In its 2025 grand economic plan, Iran envisions to become the Middle East’s number one automotive industry of the region, aiming to rank fifth in Asia and eleventh globally.

With this target in mind, the country plans to produce three million units. To reach this goal, the Iranian Industry Ministry has outlined some key strategies – increasing manufacturing power, developing investment, increasing technology transfer and boosting research, expanding international cooperation to help improve domestic production, and plans to diversify financing methods.

As it pursues this strategy, the proclivities of Iran’s automotive sector must be fully understood, especially by investors primed to play a part in its future.

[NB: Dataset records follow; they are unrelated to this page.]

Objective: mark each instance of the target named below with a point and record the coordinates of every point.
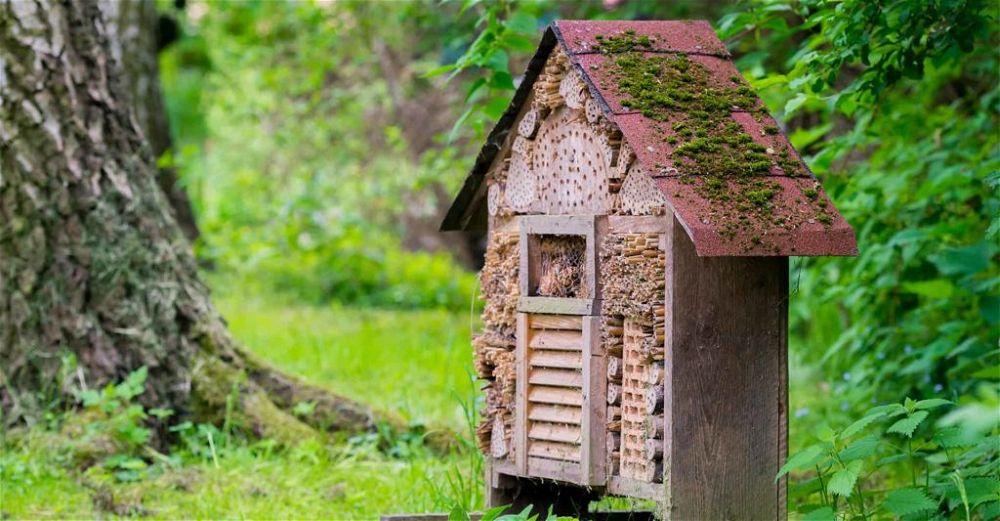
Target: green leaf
(522, 22)
(794, 103)
(499, 61)
(820, 514)
(437, 71)
(860, 425)
(907, 501)
(931, 403)
(458, 513)
(805, 458)
(981, 490)
(774, 79)
(861, 448)
(968, 260)
(907, 425)
(842, 482)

A Penetrated Market At All Levels
In 2014, the International Automotive Association reported that there were around 13.5 million commercial vehicles in Iran. A large number of these are foreign brands that, for many years, have had joint ventures with Iranian partners. For example, non-luxury models are commonly Peugeot and Renault, with South Korean Kia and Huyndai also common.

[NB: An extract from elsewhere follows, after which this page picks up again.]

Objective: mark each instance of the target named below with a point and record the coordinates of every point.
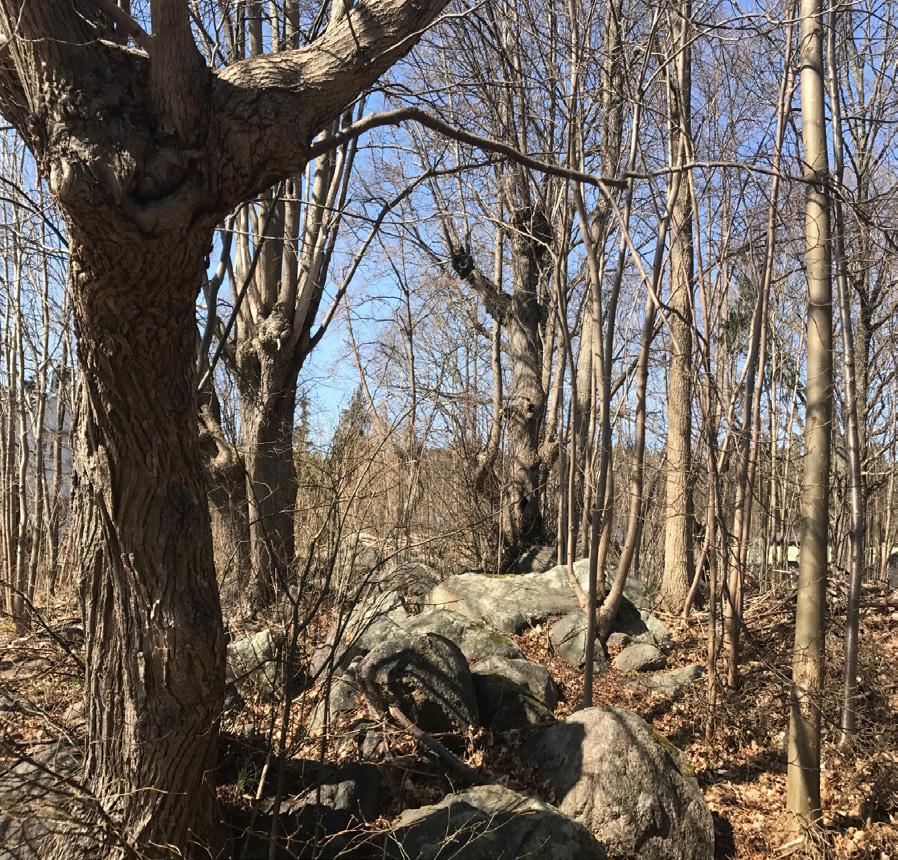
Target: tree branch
(269, 108)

As regards luxury models, the main brands found in Iran are BMW, Audi, Mercedes-Benz and Porsche. While Iran’s car market is affordable for locally built vehicles, it is incredibly overpriced for imported cars, for which tariffs can reach 100% (Financial Tribune, 06.06.2017). Such high tariffs are meant to protect Iran’s own automotive sector, thereby affording a heavy level of protectionism for domestic manufacturers and dealers.